06:03 Fruits, madame, bien fruits !
06:06 Approchez !
06:07 Fruits, fruits, oh !
06:08 Tu sais pas, malheureux d'entendre une chose pareille.
06:10 Tout pourri, les vôtres poissons que vous m'avez vendus.
06:12 On dirait des espadriers, pas neufs encore.
06:15 Des espadriers ?
06:16 Ah ça y est, nous sommes foutus, voilà madame pénible alors.
06:18 Vous, vous la fermez en grande vitesse.
06:20 Alors, il est pas frais ce poisson-là ?
06:21 Vous discuterez après, je ne suis pas encore servi.
06:23 Oh, vous le congre, mieux ça vaut que vous allez chercher les barioules ailleurs.

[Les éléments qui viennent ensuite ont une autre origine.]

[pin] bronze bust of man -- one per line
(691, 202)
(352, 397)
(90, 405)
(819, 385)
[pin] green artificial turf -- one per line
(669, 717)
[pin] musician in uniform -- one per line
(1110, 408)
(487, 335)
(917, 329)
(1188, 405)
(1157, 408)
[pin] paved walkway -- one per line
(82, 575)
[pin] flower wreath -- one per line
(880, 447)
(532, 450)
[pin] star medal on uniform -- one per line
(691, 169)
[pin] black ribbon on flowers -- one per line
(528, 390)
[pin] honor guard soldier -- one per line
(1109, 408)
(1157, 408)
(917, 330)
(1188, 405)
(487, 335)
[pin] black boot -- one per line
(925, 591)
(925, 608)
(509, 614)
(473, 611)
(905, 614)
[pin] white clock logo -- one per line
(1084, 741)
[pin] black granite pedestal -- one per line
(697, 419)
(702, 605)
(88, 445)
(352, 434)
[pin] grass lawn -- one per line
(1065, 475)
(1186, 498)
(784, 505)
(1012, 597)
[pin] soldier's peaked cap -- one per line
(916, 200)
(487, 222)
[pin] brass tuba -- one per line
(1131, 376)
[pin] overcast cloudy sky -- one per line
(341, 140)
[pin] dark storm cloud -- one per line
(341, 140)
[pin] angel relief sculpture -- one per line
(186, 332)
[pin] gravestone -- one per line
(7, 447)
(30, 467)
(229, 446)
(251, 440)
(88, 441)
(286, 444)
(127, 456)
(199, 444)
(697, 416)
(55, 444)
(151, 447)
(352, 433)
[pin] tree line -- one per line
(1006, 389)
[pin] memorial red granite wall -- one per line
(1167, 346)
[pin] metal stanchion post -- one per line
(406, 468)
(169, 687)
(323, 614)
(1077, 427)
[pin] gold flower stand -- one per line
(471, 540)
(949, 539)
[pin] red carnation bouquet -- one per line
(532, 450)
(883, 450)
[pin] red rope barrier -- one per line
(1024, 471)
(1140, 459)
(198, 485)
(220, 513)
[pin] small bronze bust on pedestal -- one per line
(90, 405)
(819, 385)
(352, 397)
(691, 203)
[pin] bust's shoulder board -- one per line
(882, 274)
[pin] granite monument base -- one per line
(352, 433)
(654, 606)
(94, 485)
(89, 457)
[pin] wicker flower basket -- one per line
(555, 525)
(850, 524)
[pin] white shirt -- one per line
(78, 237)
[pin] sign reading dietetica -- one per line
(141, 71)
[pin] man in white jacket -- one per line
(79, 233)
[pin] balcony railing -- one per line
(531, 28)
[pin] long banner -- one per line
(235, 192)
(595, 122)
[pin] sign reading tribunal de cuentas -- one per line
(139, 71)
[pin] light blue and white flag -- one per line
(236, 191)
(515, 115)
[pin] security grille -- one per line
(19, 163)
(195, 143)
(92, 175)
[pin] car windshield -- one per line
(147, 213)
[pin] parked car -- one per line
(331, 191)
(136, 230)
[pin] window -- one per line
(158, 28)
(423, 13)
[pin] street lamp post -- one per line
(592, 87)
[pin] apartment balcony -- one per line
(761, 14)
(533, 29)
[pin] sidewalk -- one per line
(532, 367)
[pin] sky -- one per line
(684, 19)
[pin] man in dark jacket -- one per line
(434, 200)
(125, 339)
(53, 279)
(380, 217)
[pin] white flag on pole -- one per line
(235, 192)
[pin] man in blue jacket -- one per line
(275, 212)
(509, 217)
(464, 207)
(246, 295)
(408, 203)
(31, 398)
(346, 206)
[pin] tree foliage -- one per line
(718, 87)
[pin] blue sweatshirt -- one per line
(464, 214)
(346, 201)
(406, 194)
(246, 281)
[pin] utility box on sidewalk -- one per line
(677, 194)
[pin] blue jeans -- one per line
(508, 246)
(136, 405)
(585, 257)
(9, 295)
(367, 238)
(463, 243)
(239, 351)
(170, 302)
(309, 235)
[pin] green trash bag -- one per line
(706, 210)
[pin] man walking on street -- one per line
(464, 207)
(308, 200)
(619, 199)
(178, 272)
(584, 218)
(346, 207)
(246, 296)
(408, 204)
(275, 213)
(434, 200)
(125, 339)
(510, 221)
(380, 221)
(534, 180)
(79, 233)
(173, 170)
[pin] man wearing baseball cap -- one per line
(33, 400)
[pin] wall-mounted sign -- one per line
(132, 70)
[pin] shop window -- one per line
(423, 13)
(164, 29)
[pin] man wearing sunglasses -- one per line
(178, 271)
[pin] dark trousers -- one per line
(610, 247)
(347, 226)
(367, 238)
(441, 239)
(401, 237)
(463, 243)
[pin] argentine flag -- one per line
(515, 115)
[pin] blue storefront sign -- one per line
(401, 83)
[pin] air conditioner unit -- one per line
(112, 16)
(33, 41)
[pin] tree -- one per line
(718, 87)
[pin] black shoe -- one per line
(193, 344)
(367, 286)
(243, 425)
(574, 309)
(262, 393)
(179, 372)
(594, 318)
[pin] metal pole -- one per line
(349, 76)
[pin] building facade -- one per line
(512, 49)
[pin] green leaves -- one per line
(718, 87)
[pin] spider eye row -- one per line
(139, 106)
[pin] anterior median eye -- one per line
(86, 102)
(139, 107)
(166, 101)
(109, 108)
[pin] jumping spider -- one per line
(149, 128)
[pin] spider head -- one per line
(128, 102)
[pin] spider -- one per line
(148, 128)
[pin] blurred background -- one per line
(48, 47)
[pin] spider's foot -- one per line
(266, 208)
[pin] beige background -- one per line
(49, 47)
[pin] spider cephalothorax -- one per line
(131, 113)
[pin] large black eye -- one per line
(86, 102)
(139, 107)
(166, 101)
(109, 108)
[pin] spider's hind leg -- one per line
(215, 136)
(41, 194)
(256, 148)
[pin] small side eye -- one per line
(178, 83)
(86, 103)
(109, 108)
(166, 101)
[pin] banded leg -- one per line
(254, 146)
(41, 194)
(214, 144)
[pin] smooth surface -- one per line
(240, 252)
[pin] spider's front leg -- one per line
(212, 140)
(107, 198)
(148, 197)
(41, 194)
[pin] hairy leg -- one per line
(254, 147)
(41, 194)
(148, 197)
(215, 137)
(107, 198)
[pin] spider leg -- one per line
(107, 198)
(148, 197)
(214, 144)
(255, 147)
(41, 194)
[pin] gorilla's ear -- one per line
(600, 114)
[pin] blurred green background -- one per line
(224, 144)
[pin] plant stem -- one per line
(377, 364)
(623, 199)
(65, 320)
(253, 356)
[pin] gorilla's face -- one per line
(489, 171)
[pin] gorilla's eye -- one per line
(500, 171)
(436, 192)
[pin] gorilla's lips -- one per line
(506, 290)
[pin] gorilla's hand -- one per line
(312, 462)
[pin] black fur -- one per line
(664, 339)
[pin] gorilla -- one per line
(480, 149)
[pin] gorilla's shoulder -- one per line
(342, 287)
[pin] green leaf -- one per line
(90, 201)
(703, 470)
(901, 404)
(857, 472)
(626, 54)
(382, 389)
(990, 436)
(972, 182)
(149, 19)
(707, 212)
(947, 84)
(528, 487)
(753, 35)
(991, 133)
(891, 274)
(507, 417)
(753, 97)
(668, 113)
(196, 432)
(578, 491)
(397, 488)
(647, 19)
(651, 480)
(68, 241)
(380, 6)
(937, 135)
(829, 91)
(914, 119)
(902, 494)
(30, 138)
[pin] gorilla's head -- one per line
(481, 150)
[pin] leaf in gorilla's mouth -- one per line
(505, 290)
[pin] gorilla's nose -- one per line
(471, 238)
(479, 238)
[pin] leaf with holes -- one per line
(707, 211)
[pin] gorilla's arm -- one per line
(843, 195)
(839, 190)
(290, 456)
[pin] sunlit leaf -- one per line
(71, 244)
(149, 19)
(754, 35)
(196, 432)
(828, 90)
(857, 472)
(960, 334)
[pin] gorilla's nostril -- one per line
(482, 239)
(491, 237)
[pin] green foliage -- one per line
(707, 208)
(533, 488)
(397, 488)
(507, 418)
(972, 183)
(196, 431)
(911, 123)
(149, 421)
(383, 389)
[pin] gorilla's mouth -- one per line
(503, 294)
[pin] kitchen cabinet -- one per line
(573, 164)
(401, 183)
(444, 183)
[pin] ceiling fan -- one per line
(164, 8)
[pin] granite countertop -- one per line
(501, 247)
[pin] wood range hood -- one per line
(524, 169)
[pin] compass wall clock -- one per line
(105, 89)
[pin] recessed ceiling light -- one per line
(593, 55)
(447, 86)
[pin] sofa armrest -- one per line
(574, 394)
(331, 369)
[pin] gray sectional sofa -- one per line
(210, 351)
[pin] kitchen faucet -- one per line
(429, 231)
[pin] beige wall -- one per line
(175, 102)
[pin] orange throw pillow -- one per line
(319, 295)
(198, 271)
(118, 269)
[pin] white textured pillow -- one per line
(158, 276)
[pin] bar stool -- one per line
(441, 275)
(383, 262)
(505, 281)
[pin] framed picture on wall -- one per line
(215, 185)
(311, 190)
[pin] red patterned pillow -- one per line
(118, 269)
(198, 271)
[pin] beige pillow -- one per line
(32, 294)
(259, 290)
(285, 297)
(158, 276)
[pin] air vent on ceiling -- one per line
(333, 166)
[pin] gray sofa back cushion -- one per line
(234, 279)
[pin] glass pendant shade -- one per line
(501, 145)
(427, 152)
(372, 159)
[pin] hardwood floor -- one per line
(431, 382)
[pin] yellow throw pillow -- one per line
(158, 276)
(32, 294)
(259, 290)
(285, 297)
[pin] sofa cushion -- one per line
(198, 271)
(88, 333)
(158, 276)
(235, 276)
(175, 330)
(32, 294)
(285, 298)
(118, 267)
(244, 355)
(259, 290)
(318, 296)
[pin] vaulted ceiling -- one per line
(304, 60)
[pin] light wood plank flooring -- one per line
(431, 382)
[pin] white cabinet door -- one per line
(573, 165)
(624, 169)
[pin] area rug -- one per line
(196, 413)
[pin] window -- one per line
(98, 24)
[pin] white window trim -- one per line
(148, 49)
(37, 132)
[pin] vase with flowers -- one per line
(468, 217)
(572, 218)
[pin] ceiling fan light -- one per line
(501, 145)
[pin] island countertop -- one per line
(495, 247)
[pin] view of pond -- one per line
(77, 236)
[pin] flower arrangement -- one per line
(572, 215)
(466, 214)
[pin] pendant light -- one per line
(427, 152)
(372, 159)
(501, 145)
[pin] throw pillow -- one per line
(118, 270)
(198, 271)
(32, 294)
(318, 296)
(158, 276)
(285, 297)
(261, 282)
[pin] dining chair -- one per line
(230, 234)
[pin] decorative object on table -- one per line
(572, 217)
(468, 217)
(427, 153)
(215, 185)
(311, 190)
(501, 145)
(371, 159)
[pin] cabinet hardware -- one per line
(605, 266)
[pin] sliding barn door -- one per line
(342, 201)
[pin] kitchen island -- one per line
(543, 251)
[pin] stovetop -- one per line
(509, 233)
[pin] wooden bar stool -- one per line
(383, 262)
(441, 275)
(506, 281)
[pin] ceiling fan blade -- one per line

06:26 Tu vas me rembourser.
06:28 Tiens, tu vas me servir.
06:30 Tiens toi aussi.
06:31 Oh !
06:32 Bon, ça y est, j'ai compris, moi j'ai ça qu'il me faut.
06:34 Allez, ciao, hein.
06:36 Les crevettes, les tchelbas, les merlons et la sépia.
06:40 Viens, madame, regarde ça, je te jure que tu ne le regretteras pas.
06:44 Le rougit, c'est pour rien.
06:46 1000 francs le kilo, c'est effrayant.
06:48 Laisse-les-moi, mon petit père, à 500 francs et je te les prends.
06:52 Ainsi, toute la matinée, après des combats acharnés,
06:59 les femmes viennent avec mal de tête du marché de Babel, ouais.